I have no doubt that this is a great gizmo. But 150.00?


----------



## GonnaSmoke (Feb 4, 2021)

Bytor said:


> Wow, talk about support☺
> 
> I guess my rationale is that I would give my oldest son my original Thermapen and get this one.  Still deciding......


Then the question that you need to ask yourself is "Has my son EARNED the right to have and to hold 'THE PEN'?" 
I can only imagine all of the history, the great cooks, the tastes of the wonderful flavors that your current Thermapen has produced so far in its history in your hands, but only you can make that decision.....


----------



## DanMcG (Feb 4, 2021)

Steve H said:


> I have no doubt that this is a great gizmo. But 150.00?


LOL now that I think about it, I paid close to $100 for my pen, so $140 ain't bad for a combo unit....How's that for justification.


----------



## JLeonard (Feb 4, 2021)

So 
B
 Bytor
 have you decided to buy us all one?
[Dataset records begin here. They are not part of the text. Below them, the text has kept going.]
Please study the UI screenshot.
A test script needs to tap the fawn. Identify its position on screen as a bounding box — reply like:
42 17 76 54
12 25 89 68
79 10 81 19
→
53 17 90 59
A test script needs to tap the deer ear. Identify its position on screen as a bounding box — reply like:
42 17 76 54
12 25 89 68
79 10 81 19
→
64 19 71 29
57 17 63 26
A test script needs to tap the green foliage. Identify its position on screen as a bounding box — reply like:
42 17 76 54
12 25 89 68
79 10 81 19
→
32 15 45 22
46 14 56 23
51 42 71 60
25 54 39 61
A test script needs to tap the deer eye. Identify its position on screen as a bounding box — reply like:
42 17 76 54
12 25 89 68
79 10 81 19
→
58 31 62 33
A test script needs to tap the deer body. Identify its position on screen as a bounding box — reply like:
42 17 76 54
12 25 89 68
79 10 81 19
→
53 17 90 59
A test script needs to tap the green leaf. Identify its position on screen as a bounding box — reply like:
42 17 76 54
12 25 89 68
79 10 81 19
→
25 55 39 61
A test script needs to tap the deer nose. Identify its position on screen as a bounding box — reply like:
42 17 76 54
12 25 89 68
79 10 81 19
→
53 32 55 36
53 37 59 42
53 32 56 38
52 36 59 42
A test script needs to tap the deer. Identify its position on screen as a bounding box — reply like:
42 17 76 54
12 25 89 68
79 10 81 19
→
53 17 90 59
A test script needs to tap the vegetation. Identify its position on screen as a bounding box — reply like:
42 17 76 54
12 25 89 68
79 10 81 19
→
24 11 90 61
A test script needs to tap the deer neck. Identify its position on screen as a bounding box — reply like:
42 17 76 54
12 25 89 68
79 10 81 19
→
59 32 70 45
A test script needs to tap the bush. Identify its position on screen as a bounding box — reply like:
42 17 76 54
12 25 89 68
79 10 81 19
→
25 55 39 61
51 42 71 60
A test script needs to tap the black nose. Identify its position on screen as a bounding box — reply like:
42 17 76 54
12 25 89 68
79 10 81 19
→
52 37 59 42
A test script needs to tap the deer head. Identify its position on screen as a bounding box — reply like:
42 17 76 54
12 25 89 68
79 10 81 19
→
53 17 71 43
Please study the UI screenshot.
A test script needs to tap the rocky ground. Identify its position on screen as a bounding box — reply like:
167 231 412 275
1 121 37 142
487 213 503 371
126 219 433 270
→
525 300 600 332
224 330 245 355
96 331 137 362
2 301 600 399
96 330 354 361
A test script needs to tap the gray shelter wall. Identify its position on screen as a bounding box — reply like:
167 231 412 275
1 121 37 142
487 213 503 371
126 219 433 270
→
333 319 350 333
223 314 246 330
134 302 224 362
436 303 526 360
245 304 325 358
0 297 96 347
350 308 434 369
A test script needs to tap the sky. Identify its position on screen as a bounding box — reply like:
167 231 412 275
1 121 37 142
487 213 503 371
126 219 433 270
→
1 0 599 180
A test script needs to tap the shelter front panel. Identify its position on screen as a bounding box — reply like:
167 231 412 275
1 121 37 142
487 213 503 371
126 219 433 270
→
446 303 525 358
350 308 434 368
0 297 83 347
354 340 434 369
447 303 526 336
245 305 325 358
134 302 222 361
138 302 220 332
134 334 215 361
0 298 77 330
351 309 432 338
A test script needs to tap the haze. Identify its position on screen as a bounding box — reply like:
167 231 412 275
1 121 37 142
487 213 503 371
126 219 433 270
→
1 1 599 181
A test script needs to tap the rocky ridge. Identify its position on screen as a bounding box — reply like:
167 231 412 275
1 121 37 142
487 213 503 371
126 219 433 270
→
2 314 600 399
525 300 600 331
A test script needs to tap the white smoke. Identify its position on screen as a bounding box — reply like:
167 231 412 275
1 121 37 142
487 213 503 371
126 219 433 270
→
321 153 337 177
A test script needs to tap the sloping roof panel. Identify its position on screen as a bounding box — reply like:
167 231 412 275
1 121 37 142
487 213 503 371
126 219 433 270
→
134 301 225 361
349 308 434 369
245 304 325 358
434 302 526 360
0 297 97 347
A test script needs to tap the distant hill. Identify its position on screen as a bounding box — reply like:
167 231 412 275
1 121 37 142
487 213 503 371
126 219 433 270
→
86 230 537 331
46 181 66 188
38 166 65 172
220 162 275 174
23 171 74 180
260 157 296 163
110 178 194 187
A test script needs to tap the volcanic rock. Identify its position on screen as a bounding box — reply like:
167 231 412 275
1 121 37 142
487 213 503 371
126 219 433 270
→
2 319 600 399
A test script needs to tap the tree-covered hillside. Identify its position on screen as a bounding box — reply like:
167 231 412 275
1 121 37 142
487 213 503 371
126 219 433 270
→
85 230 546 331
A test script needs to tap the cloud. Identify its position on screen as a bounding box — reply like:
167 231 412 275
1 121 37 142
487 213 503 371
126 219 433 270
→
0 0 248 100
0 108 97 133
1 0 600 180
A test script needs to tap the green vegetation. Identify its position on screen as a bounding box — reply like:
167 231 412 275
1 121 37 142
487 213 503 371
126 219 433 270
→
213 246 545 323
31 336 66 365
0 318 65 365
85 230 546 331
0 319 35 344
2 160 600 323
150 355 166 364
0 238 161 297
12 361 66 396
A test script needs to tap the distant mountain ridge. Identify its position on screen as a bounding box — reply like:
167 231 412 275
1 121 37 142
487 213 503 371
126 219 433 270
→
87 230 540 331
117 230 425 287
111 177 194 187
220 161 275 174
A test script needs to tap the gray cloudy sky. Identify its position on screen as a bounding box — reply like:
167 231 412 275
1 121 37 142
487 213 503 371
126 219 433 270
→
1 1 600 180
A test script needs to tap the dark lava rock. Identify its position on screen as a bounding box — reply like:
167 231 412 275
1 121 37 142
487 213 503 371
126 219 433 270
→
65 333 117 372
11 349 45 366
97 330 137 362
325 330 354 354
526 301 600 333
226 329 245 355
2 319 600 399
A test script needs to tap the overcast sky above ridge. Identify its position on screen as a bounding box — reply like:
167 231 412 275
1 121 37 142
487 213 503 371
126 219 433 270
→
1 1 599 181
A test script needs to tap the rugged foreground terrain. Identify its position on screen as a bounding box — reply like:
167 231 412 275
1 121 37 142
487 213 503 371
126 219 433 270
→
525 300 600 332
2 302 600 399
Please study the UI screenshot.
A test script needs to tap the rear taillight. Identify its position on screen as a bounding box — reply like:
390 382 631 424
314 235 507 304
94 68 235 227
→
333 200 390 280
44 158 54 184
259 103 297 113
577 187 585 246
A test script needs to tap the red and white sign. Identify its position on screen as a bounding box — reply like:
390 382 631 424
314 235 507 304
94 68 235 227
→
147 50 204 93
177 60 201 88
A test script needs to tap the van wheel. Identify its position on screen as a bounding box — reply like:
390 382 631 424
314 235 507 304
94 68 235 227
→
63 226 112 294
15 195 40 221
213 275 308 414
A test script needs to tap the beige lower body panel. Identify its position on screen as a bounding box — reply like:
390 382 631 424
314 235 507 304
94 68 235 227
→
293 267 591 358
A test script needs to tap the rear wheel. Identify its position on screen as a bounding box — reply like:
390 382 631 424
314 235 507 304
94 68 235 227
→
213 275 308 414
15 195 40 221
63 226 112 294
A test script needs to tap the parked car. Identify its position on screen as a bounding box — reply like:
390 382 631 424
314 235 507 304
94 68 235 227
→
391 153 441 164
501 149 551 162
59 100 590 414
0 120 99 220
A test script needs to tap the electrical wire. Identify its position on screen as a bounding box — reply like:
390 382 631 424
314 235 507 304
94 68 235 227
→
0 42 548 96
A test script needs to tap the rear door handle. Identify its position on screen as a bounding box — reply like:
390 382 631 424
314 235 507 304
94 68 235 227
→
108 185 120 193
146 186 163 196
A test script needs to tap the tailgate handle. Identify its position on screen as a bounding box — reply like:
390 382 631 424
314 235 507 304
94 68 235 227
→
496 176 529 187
That way we can give a totally unbiased review on whether your money was well spent or not.   
Jim


----------



## MJB05615 (Feb 4, 2021)

I would like to get on board with you buying us all one.  We can use it and let you know if it's good enough for you to get one for yourself.  Heck, since you're being so nice to get us all one, go ahead and get one for yourself too.  LOL.  It looks like a great product, but a little costly.  The main question, will it make a huge difference in your life?


----------



## krj (Feb 4, 2021)

I've looked at that exact thermapen. I don't really need it right now, but I did make the decision if a flat top cooker comes into my collection that I would invest in one of them.


----------